Extremely Loud and Incredibly Close: directed by Stephen Daldry; written by Eric Roth
I consistently try to avoid any explicit discussion of the role that hype plays in the way films affect us. Andrew Buckle made a post about the role of expectations and whatnot in cinema. And, my strategic decision to avoid movie trailers as much as possible is less about a fear of finding out spoilers, and more about avoiding any judgement of films before they’re delivered. It’s also why I write little about films before they’re released. Anyhow, here we go. Extremely Loud and Incredibly Close, it’s difficult to mire through the criticism, opinions, emotions and information available on the film – and all of that before it was released. What makes good art? What deserves to be represented artistically? Who should be allowed to render that representation? It becomes difficult to extrapolate the Stephen Daldry film Extremely Loud and Incredibly Close from the worst day (what the child-protagonist refers to it as) which exists as an arc, but not precisely as the crux, in it. I am not American and my relation to the September 11 tragedy is a distant one. I’d like to not think that makes me quasi-expert at adjudging the film, but when I take a quick glance through a slew of reviews covering the film I wonder if the biggest crime of the film is having the temerity to use something so close to much of its audience as a canvas for this wide, bold, and dishevelled movie.
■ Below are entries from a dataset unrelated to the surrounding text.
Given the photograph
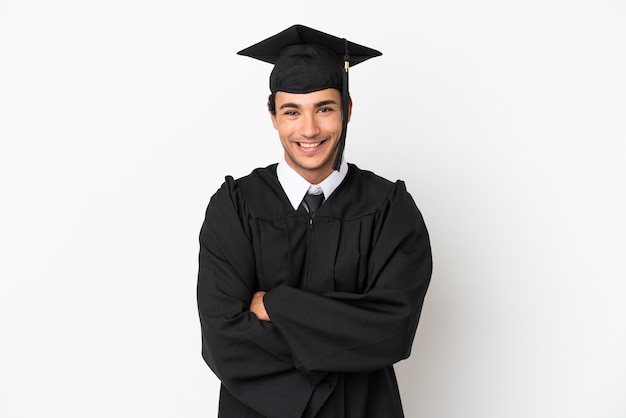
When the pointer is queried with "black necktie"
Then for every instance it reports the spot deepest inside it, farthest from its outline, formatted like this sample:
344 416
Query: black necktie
314 201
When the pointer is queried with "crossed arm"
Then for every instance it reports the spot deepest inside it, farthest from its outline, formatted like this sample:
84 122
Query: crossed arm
257 306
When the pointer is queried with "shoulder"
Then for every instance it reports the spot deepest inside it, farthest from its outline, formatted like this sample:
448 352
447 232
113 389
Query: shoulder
370 186
258 194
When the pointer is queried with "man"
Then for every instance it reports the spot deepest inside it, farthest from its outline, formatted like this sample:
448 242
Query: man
305 306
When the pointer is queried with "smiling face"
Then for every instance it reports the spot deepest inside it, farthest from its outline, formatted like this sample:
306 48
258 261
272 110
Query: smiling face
309 127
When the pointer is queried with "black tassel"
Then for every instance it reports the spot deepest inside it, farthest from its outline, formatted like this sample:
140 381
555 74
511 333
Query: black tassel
345 104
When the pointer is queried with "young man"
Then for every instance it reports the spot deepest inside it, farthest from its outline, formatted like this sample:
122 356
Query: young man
312 272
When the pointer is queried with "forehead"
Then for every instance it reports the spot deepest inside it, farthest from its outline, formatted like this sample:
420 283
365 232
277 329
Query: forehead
312 98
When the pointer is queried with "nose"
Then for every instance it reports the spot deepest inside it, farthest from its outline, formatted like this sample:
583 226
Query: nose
309 128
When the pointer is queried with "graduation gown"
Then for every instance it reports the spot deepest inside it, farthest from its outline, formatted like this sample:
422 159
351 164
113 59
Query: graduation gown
344 295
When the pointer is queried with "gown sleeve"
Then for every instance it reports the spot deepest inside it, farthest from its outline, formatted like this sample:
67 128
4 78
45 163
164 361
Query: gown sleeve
252 360
348 332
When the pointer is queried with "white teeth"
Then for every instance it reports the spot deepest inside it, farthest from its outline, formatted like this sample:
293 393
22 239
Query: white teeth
309 144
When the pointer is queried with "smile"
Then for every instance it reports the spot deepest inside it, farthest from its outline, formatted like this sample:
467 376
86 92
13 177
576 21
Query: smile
310 144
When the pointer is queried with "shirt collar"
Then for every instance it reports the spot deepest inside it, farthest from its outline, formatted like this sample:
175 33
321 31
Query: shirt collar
296 187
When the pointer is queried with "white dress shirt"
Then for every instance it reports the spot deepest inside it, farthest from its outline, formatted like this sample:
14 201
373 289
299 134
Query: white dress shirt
296 187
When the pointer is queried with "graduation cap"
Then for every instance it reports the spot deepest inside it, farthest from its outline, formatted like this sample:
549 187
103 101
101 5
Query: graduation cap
307 60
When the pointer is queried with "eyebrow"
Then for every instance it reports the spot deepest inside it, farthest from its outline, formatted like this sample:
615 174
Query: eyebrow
297 106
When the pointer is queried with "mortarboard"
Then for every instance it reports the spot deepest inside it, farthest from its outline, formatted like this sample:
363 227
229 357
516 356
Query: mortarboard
307 60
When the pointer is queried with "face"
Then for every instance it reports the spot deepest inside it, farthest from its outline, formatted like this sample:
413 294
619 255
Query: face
309 127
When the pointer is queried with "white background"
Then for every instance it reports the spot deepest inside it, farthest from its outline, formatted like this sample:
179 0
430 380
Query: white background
507 120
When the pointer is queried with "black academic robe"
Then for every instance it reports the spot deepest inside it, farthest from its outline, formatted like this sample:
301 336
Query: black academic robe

Moving on, though, because I try to avoid making my reviews a talking point in rebuttal…. There is a paucity of scenes in the film which do not unfold from its protagonist’s perspective, and it’s because the film harbours an expressly subjective relationship with its main character. This is a story about a boy’s attempt at finding meaning amidst a mass of confusion – the world. There is an almost existentialist angle to the overreaching quest for meaning that Oskar and those around try to achieve. There was a line floating around twitter saying that our response to any film (and, I’d interject – any artistic work) is essentially personal, and every other explanation is somewhat specious; or something to that effect (I cannot recall the quotation verbatim). And, perhaps, because I can understand that existential turmoil precipitating Oskar’s bizarre quest, it makes sense to me.
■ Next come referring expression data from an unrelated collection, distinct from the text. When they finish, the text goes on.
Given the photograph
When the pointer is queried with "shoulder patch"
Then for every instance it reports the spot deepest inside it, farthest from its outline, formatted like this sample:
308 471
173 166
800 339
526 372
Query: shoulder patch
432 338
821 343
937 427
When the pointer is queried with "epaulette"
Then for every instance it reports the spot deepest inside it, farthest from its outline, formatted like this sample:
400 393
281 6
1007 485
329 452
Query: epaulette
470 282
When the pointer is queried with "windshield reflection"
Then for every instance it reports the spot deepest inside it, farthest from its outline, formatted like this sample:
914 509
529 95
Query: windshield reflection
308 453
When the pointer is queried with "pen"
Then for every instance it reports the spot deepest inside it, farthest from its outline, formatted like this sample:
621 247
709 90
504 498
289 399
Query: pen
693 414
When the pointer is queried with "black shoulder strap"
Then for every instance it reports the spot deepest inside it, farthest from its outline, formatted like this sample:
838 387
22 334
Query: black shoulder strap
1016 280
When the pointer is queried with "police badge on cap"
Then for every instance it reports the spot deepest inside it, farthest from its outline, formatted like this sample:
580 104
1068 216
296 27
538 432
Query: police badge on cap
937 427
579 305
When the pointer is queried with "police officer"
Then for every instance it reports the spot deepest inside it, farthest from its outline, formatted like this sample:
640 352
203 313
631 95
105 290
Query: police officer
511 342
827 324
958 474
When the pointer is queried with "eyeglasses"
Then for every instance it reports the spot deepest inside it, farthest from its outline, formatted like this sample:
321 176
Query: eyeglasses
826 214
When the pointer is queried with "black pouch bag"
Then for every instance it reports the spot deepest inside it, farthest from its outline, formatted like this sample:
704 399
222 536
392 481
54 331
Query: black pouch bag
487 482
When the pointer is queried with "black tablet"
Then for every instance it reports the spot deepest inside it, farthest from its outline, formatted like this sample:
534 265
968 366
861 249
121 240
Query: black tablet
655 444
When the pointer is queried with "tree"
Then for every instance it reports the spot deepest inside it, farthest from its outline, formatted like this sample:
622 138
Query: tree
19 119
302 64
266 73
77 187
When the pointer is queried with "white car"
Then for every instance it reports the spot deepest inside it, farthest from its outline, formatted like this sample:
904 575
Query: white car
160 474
Thomas Horn is faced with a gargantuan task in the film. Much of the film’s most significant themes rest on his shoulders. He does a fine job. But, where the film falters most decisively is in its inability to express that with the immediacy it necessitates. Think of the drawings which functioned as a framing device in Rabbit Hole, Extremely Loud and Incredibly Close and its own individuality could have done well with such a tactic. The film itself unfolds like an unrestrained outburst of emotion from Oskar, and the framing device of the film representing the book he creates is used a bit too sparingly for a film which rests so much on the personal. It’s why I’m loathe to refer to the film as “September 11” one.